Tussen 1945 en 1959 huurde Jacques Bloem (1887-1966) een verdieping van het Witsenhuis bij het Vondelpark in Amsterdam. Hij was de onderbuurman van Bert Voeten (1918-1992) en Marga Minco (1920-). Hun dochters Jessica en Bettie kregen van Bloem af en toe een glazen fles met zuurtjes onder de neus, “want om nu alcohol te schenken aan een kind; dat ging zelfs voor Bloem wat ver …”, zo vertelde Jessica Voeten mij tijdens een interview.
Toen Nescio een keer langs het Witsenhuis fietste, zag hij Bloem voor het raam schuifelen en noteerde dat “Bloem (…) nog altijd aan het Oosterpark [zit], zo’n beetje te dichten achter de clivia’s”. Bloem dronk dan wel het een en ander, maar schreef in de late jaren vijftig inderdaad nog wel eens een gedicht. Het gedicht Robert Brasillach dateert uit 1957. Ik kwam het gedicht vanmorgen tegen in Onze vooroorlogstijd van Robert Brasillach (1909-1945), waarin de memoires van deze notoire antisemiet staan. Een naoorlogse tijd kreeg Brasillach niet, daar hij in 1945 vanwege zijn misdaden berecht werd en terechtgesteld. Jacques Bloem stond overigens ook bekend vanwege zijn antisemitisme, hoewel hij in de oorlogsdagen van 1940 naar eigen zeggen ‘vanwege de tijdsomstandigheden’ pro-semiet zou zijn geworden.
Robert Brasillach
Waartoe gerechtigheid verwacht | Daar de ongerechten de ongerechten | Berechten en elkaar bevechten | Tot de een heeft de ander omgebracht
En beiden zinken in een nacht?
Nochtans, ‘zo draait de wereldkloot’ | Door zon en maan om beurt beschenen | En wie er op wiens lichaam stenen – | Wat deert dit de gemene dood?
Niets redt dan fierheid uit die nood.
Jacques Bloem
“Niets redt dan fierheid uit die nood,” zo luidt de laatste regel van het gedicht van Bloem. Brasillach weigerde geblinddoekt te worden toen hij in het vroege voorjaar van 1945 werd gefusilleerd. Dat mag dan misschien fier zijn geweest. De toespraken van Brasillach waren en zijn vulgair en hij ontziet niets en niemand. In zijn Je suis partout bepleit hij dat joodse kinderen onder de twaalf jaar niet over het hoofd moeten worden gezien bij de wegvoering.

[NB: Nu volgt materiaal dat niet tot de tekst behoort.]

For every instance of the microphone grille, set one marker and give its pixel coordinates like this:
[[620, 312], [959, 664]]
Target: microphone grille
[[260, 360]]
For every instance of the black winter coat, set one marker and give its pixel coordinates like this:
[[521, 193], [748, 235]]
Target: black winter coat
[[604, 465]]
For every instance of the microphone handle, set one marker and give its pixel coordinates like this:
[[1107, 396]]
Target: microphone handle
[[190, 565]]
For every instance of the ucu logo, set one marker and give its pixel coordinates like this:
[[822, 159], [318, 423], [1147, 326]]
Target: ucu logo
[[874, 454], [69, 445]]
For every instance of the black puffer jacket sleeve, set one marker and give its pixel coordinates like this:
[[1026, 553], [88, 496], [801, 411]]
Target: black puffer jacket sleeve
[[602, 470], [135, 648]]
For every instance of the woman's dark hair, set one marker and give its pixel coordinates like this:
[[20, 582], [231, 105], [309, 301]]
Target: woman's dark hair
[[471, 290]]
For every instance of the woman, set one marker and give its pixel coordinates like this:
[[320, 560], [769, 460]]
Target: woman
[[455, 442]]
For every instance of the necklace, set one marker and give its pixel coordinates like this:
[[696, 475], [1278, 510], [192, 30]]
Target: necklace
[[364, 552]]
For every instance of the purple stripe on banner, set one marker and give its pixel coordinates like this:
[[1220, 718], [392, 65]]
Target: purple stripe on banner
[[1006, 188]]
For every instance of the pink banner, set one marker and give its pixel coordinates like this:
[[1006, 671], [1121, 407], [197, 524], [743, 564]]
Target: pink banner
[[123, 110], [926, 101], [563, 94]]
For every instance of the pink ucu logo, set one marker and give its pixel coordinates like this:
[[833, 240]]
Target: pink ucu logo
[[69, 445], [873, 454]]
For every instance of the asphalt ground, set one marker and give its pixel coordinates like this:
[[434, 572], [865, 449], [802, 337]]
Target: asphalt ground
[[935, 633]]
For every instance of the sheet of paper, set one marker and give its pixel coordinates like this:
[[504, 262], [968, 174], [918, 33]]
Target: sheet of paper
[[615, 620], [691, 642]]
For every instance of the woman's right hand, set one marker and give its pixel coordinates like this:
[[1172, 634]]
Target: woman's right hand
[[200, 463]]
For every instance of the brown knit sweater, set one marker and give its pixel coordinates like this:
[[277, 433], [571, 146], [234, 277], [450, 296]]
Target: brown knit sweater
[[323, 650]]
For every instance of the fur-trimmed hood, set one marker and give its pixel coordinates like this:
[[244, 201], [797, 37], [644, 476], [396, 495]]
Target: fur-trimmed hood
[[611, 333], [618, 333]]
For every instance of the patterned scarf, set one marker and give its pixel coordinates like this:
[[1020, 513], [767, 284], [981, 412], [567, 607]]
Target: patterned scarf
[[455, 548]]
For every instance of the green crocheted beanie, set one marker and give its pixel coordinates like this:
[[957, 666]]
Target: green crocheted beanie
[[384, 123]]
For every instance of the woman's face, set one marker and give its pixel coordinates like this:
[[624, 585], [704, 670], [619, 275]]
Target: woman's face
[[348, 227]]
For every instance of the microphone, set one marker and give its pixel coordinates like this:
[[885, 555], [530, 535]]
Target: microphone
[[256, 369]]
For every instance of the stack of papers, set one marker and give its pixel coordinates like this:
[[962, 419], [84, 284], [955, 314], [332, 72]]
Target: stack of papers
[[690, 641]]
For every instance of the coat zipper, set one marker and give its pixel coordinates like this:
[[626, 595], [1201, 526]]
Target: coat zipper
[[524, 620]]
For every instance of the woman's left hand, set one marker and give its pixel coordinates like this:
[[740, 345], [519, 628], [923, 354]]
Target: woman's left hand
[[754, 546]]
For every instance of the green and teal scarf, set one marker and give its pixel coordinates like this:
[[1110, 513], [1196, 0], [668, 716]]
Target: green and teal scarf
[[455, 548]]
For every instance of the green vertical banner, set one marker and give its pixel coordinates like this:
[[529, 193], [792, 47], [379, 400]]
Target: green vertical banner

Maar misschien bedoelde Bloem iets anders met fierheid.
Vijfendertig jaar is Robert Brasillach (1909-1945) als hij op 19 januari 1945 voor zijn rechters staat. Hij wordt berecht voor collaboratie met de vijand, vanwege zijn propaganda voor de Duitsers. En dat niet alleen; hij stond daar ook voor zijn antisemitische tirades en oproepen tot executie van communistische tegenstanders. Het is allemaal niet mis wat hij deed. Misdeed.
Nochtans schrijft hij niet, niet altijd, onaardig.
Brasillach reist in de jaren dertig door Europa en bezoekt Monnikendam en Amsterdam en vaart met andere toeristen over de Zuiderzee. In Amsterdam loopt hij door de rosse buurt en daar, aan de Oude Zijds, “ontdekten wij de onbevangen Hollandse prostitutie, waar in de huizen beneden een of twee droefgeestige vrouwen wonen.” En verder hoorde Brasillach het getinkel op een melancholieke piano en het gebral van matrozen. En niet te vergeten: bleke vrouwen in fletse paarse peignoirs. Het doet hem allemaal aan Baudelaire en de bloemen van het kwaad denken.
“Onbevangen Hollandse prostitutie”. Observeren is een moeilijk ding, hoewel droefgeestigheid en “bleke vrouwen in fletse peignoirs” geloofwaardige zaken zijn. Ik ga het niet nazoeken, maar ik herinner mij dat Paul Auster poëtischer over Parijse nachten en Franse prostituees, die tijdens “Het Hele Erge” Baudelaire citeren, schrijft. Dit terzijde, het zal de Parijse lichtzinnigheid zijn.
Die lichtzinnigheid is echter juist geen punt voor Brasillach. “Lichtzinnigheid is het beste deel van ons bestaan”, schrijft hij. Hij was er zeker van “de dertig niet ver te zullen overschrijden. Soms denk ik met ergernis aan de dood. Soms denk ik dat het ook maar beter is om niet oud te worden, je buik te zien zwellen, je tanden te zien rotten, het Legioen van Eer… Je moet alleen voordien wel geleefd hebben.”
Hoe het op 6 februari 1945 met zijn buik en tanden stond, weet ik niet, maar op die dag werd Robert Brasillach op het fort Mont-rouge bij Parijs gefusilleerd. Hij was nog geen zesendertig jaar. Ondanks een petitie, die onder meer door Colette, Paul Valéry, Albert Camus en Jean Cocteau, werd ondertekend, verleende De Gaulle hem niet de gevraagde gratie.
Een kapot leven. Bedorven. Fierheid moet iets anders zijn.